Son of Granholm Inches Closer

By on July 2, 2018

Two recent developments reinforce my expectation that the Supreme Court will need to clarify the scope of its 2005 Granholm v. Heald decision within the next few years.

Granholm struck down state restrictions on the interstate sale and shipment of wine by wineries, where the state permitted in-state wineries to engage in such direct-to-consumer sales activities but withheld that privilege from out-of-state wineries. According to that decision, such facially-discriminatory laws are virtually per se unconstitutional under the so-called “dormant” Commerce Clause, and are not saved by the additional power that states have over alcohol sales under the 21st Amendment. The Granholm court also referred to the three-tier system as “unquestionably legitimate.”

In the years since Granholm, lower federal courts have wrestled with the question of whether or not the Commerce Clause’s non-discrimination principle is limited to state laws imposing different rules on in-state versus out-of-state producers and products. Decisions by several Circuit Courts of Appeal, including the US Court of Appeals for the Second Circuit (Arnold’s Wines, 2009) and the Eighth Circuit (Southern Wine, 2013), have concluded that only those state laws discriminating against out-of-state producers or products face the high level of scrutiny mandated by Granholm. Others, including the Fifth Circuit (Cooper II, 2016) and the Sixth Circuit (Byrd, 2018), have concluded that state laws regulating the wholesale- and retail-tiers remain subject to vigorous Commerce Clause scrutiny. Notably, however, the Fifth and Sixth Circuit opinions also suggest that the outcome of a challenge to a state law regulating the wholesale- or retail-tier may depend on the type of law challenged, and both involved residency requirements for licensees, not laws directly regulating the sale and shipment of alcohol.

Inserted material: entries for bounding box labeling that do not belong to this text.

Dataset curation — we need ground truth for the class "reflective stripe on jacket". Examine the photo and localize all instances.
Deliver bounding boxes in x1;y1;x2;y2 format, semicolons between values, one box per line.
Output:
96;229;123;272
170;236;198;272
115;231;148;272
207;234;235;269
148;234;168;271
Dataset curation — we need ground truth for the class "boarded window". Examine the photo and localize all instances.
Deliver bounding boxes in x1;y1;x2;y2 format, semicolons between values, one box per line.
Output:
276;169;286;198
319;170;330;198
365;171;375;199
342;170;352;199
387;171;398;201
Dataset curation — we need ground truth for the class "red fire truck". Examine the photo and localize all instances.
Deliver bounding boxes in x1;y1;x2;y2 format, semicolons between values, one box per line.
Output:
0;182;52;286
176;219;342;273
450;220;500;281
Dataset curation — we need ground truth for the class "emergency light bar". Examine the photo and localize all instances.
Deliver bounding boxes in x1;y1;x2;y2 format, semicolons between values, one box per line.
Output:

Developments in the past month add incremental pressure on the federal judiciary to provide clarity on these issues.

First, on June 14, 2018 Orion Wine Imports filed a complaint alleging that the California laws prohibiting out-of-state wine importers and wholesalers from selling directly to California retailers violate the dormant Commerce Clause, as in-state importers and wholesalers can (of course) make such sales. (As in most Commerce Clause cases, the complaint also includes a count arising under the Privileges and Immunities Clause, but such claims almost invariably rise or fall with the outcome of the Commerce Clause claim.) Among the counsel for Orion Wine Imports are Robert Epstein and James Tanford, two Indiana-based attorneys who have been at the forefront of direct wine shipping litigation for almost two decades. Notably, California falls within the Ninth Circuit, and that court has yet to issue an opinion taking a position on the application of Granholm to laws regulating the wholesale- or retail-tiers.

Second, on June 15 the US District Court for the Eastern District of Missouri handed down an opinion in Sarasota Wine Market v. Parson, E.D. Mo. No. 4:17CV2792 HEA. The opinion grants the state defendants’ motion to dismiss a case brought by a Florida wine retailer and a Missouri resident seeking to purchase wine from out-of-state retailers. Because Missouri sits within the Eighth Circuit, it was not surprising at all that the district court found the plaintiffs’ claims under the Commerce Clause and Privileges and Immunities Clause foreclosed by the Eighth Circuit’s 2013 decision in Southern Wine and Spirits v. Division of Alc. & Tobacco Control. Much more surprising was the district court’s conclusion that the plaintiffs lacked standing to sue. An appeal seems likely.

With another post-Granholm case filed and another case decided and likely headed to an appeal, these developments add incrementally to the pressure for the US Supreme Court to hear a case involving the application of the dormant Commerce Clause to a state alcohol beverage law regulating the wholesale- or retail-tier. Which particular case and particular issue eventually becomes the subject of Supreme Court review is anyone’s guess. But the stakes are high for both sides: A limitation of the non-discrimination principles arising from the Commerce Clause to state alcohol laws regulating only producers or products would remove an important tool that various plaintiffs have used to challenge the alcohol market’s status quo in the past decade. Conversely, the broad application of non-discrimination principles to state alcohol laws regulating wholesale and retail sales would forcefully push the United States towards a single national alcohol beverage market.

It remains possible that the Supreme Court does not address these questions for decades. But the existing circuit split and escalating litigation activity illustrated by last month’s developments all point to a Granholm sequel at the Supreme Court—what I call the “Son of Granholm”—sooner rather than later.